CLAIMar 21, 2024

Log Probabilities Are a Reliable Estimate of Semantic Plausibility in Base and Instruction-Tuned Language Models

arXiv:2403.14859v239 citationsh-index: 64BlackboxNLP
Originality Incremental advance
AI Analysis

This work addresses the need for reliable evaluation metrics in natural language processing, particularly for assessing world knowledge in language models, though it is incremental in refining existing methods.

The study tackled the problem of measuring semantic plausibility in language models by comparing log probabilities (LogProbs) and prompting methods, finding that LogProbs are more reliable and consistent across base and instruction-tuned models, with context modulating them as expected based on human judgments.

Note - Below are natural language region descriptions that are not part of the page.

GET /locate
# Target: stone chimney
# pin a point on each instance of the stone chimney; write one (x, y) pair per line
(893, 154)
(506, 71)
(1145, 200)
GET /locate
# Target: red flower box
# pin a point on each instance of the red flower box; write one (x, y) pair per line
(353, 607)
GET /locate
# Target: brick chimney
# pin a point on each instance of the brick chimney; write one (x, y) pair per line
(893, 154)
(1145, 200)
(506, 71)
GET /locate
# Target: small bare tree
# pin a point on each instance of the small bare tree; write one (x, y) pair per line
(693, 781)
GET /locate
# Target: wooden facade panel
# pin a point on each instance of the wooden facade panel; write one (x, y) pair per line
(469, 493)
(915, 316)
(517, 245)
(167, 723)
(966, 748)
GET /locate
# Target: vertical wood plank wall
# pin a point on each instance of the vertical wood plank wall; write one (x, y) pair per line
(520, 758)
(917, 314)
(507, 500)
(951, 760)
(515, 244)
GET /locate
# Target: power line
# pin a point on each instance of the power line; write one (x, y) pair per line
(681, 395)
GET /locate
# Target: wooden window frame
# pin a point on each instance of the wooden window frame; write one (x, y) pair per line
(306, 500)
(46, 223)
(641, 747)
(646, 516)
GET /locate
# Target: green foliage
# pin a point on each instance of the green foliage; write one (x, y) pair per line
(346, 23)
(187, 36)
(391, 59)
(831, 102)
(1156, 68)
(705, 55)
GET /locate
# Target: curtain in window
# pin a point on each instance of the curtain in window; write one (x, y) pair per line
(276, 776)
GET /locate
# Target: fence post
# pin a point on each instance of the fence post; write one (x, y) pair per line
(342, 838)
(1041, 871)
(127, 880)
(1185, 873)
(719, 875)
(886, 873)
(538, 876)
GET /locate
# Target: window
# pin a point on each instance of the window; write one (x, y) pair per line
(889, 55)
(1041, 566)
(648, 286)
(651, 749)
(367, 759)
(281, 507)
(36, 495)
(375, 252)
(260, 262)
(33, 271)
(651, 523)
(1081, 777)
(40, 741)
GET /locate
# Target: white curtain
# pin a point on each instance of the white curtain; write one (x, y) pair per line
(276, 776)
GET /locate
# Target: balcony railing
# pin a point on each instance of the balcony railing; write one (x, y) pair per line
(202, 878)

Semantic plausibility (e.g. knowing that "the actor won the award" is more likely than "the actor won the battle") serves as an effective proxy for general world knowledge. Language models (LMs) capture vast amounts of world knowledge by learning distributional patterns in text, accessible via log probabilities (LogProbs) they assign to plausible vs. implausible outputs. The new generation of instruction-tuned LMs can now also provide explicit estimates of plausibility via prompting. Here, we evaluate the effectiveness of LogProbs and basic prompting to measure semantic plausibility, both in single-sentence minimal pairs (Experiment 1) and short context-dependent scenarios (Experiment 2). We find that (i) in both base and instruction-tuned LMs, LogProbs offers a more reliable measure of semantic plausibility than direct zero-shot prompting, which yields inconsistent and often poor results; (ii) instruction-tuning generally does not alter the sensitivity of LogProbs to semantic plausibility (although sometimes decreases it); (iii) across models, context mostly modulates LogProbs in expected ways, as measured by three novel metrics of context-sensitive plausibility and their match to explicit human plausibility judgments. We conclude that, even in the era of prompt-based evaluations, LogProbs constitute a useful metric of semantic plausibility, both in base and instruction-tuned LMs.